We’re here to put that myth to rest. Not only can small organizations win, but they DO win. One past winning program served as few as 60 youth each year and another program operated on a budget of about USD $20,000! And just imagine the difference $100,000 (or $50,000 or even $25,000) can make in these organizations’ operations.


Quilen Blackwell, president and founder of Chicago Eco House — one of our smaller org winners — shares that he too initially believed they would not be able to compete with larger orgs. “Yes, most awards of this magnitude have ‘filters’ — like requiring audited financials (which can cost at least $5,000), minimum budget size, and minimum amount of years in existence — that weed out smaller organizations. We were founded in 2014 with an all-volunteer staff and we definitely cannot afford to get our financials audited yet. Since, technically, this is an international award we thought that we wouldn't have a chance against some of the big wigs across the U.S. and Canada ... so, saying that we were shocked that we won is an understatement.”

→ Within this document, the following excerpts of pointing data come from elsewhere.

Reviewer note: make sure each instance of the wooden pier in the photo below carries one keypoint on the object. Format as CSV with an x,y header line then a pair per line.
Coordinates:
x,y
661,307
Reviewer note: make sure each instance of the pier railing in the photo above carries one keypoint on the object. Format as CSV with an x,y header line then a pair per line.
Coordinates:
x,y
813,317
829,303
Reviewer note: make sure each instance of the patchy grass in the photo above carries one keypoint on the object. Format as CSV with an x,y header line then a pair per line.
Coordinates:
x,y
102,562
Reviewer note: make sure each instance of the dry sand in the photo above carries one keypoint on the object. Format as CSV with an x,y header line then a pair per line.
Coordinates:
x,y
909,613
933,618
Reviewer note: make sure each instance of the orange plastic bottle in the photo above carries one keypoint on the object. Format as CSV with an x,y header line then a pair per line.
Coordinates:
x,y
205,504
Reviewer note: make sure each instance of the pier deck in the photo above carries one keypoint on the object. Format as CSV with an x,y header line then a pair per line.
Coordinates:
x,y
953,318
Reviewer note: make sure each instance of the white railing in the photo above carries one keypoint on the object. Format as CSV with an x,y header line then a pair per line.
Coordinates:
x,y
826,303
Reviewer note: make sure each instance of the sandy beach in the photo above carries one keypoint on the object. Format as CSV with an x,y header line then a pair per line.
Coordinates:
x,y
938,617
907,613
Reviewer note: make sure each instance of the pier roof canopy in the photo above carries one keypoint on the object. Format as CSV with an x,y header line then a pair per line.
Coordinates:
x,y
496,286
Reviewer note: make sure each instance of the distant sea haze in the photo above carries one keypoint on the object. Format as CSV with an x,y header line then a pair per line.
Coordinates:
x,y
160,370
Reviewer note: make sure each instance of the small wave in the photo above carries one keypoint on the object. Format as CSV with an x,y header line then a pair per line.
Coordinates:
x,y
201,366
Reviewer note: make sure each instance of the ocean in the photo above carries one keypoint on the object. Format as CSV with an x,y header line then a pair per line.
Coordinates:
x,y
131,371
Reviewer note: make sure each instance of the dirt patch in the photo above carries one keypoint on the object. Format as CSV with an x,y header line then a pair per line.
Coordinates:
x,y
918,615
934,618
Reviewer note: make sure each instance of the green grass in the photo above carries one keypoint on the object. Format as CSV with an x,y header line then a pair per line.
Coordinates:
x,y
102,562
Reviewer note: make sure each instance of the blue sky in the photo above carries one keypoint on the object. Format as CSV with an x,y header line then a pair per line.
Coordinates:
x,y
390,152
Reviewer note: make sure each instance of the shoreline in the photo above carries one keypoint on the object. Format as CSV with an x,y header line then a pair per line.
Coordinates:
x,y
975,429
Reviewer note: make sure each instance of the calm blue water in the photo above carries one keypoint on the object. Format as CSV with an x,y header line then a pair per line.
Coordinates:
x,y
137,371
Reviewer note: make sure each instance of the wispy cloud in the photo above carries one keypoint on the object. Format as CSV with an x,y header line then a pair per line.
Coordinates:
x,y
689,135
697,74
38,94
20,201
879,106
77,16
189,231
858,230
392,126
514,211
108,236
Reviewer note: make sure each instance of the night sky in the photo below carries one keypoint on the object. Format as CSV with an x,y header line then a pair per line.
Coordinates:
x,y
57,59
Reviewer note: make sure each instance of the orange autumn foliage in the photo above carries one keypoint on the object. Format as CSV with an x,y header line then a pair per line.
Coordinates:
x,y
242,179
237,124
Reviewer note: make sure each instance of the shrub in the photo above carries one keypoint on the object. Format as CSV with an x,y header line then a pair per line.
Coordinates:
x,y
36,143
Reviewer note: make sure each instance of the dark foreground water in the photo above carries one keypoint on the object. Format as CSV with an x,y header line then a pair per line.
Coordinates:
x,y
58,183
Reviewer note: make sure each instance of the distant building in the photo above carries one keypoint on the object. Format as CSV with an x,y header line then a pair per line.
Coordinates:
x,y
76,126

Participating youth sitting on the steps of Chicago Eco House. A sign on a wrought iron gage reads Chicago Eco House. Through the open gate entrance 10 children can be seen sitting on wooden steps up to a wooden deck off the the stone house, and beside its protruding bay window. The children are eating pizza.


Thankfully, Quilen didn’t let his hesitation stop him from applying. Without realizing it, there are many ways smaller orgs like Chicago Eco House actually have an advantage over their larger competitors. Kate Flinner from New Knowledge Organization Ltd., our partners in designing the application and moderating judging, explains, “Smaller orgs usually have simpler organizational structures, which often means fewer barriers to turning ideas into reality. As a result, they often have greater entrepreneurial spirit, making them more flexible with trying new things. Since this award focuses on innovation, that nimble and experimental approach serves small organizations very well during judging. Judges notice that small organizations try programing that larger and more established programs are afraid to pursue. Many small organizations are extremely resourceful as well, making their funds, equipment, and time cover a lot of ground in delivering programming to their communities. ULIEA judges look for creativity and resourcefulness in how programs are operated. In other words, small organizations have big ideas, big hearts, and big impact, which is what ULIEA loves.”


It’s not size that counts at ULIEA — it’s innovation, creativity and impact. The judging process strictly follows a set of priorities and a rubric and judges use the same priorities and rubric as they develop or review applications. The attributes judges look for in each application can be found in any organization regardless of size and type.


Kate does, however, have a few words of advice for potential small-org applicants: “I recommend staff at small organizations consider how they think about and present the impacts, outcomes, and results of their programs. Oftentimes, these orgs don’t have the resources to hire a person or company to help them evaluate their successes, leading them to believe their programs are uncompetitive. But there are many, many ways to effectively capture data about impacts. A good first step is for orgs to clarify how program activities lead to outcomes — they need to understand what success looks like given their org’s goals, audience, programs, etc. Then they can consider what types of information can demonstrate how well they’re achieving those outcomes. The information might include attendance rates, how often participants work on projects in their own time, testimonials from parents and community leaders, number of partners involved, improved outcomes for partner organizations, and the ways young people advocate for and implement solutions to environmental issues. In other words, evidence doesn’t have to be captured in surveys. I should point out that it’s helpful to gather evidence in the same way each year so orgs can show change over time.”


Quilen, too, had a few words of advice for on-the-fence applicants: “I would encourage a smaller organization to apply. I think ULIEA is more interested in proof of concept of a truly novel model than just seeing the traditional metrics of ‘youth served.’ To ULIEA's credit, they recognize the status quo in E-STEM education comes woefully short of fulfilling its lofty goals. So, they are on the hunt for anything and everything that could improve the overall field. As a smaller organization, we represent the ‘diamonds in the rough’ that often get ignored but have immense value with a little polish.” And Quilen would know the power of ULIEA, seeing as their award effectively doubled their operating budget!


We are so proud of all our winners — regardless of size or type — and the important and innovative work they’re doing for E-STEM. If we were to give last words of advice for the smaller organizations out there, it’d be this one simple thing: apply.